Billy Butler raised his average 40 points, from .228 to .268, by going eight for 13 in three games against the Angels. His output included three doubles, a home run and nine RBIs.
“I’ve been hitting the ball hard consistently for most of the season,” he said. “I had a bad week, week and a half there, but before that, I was hitting balls hard right at people. I’m just finding a few holes now.”
Butler had five RBIs in Monday’s opener before driving in two runs Tuesday and two more on Wednesday. It’s been nearly 10 years since a visiting player had multiple RBIs in each game of a series at Angel Stadium.
The last player to do it was Baltimore third baseman Tony Batista, who had a two-three-two burst from May 20-22, 2003.
Left fielder Alex Gordon went three for four in Wednesday’s victory and now leads the majors with 19 multi-hit games.
Three players, all in the American League, had 18 multi-hit games prior to Thursday’s games: Detroit third baseman Miguel Cabrera, Baltimore third baseman Manny Machado and Boston second baseman Dustin Pedroia.
Gordon raised his overall average to .331 and is batting .429 (12 for 28) in seven games since shifting from first to third in the lineup.
The club’s two Tommy John rehab pitchers, Danny Duffy and Felipe Paulino, remain “on protocol” — trainer Nick Kenney’s term — at the organization’s year-round complex in Surprise, Ariz.
“That means,” Kenney said, “they’re doing what we expect them to do at this point.”
Duffy’s schedule called for a four-inning appearance, or 60-65 pitches, on Thursday in an extended spring training game. Paulino is slotted for two innings on Friday.
Kenney’s protocol also projects each pitcher to be conditioned for five or six innings on the one-year anniversary of their surgeries. That is June 13 for Duffy, and July 3 for Paulino.
Barring setbacks, each should be ready to begin their official minor-league rehab assignments at that point.
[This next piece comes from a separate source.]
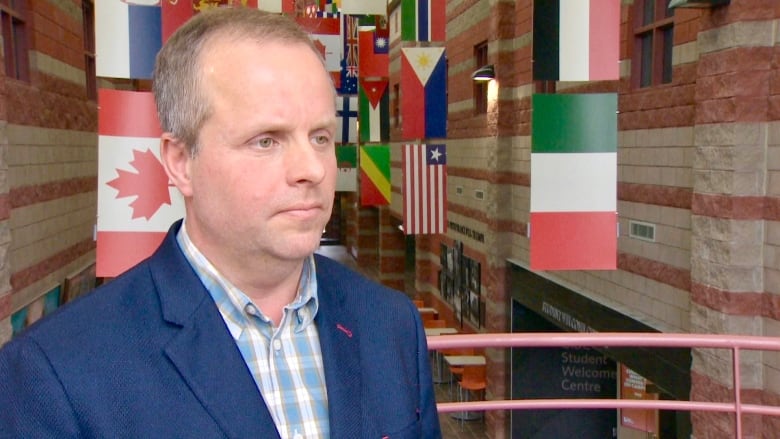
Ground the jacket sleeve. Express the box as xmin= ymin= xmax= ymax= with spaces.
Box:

Those assignments are limited to 30 days for pitchers.
It was 30 years ago Friday — May 17, 1983 — that Memphis, Tenn., real estate developer Avron Fogelman purchased 49 percent of the Royals from then sole-owner Ewing Kauffman.
Fogelman would later purchase an additional 1 percent of the club and become a full co-owner before business setbacks forced him to sell it all back to Kauffman in 1991.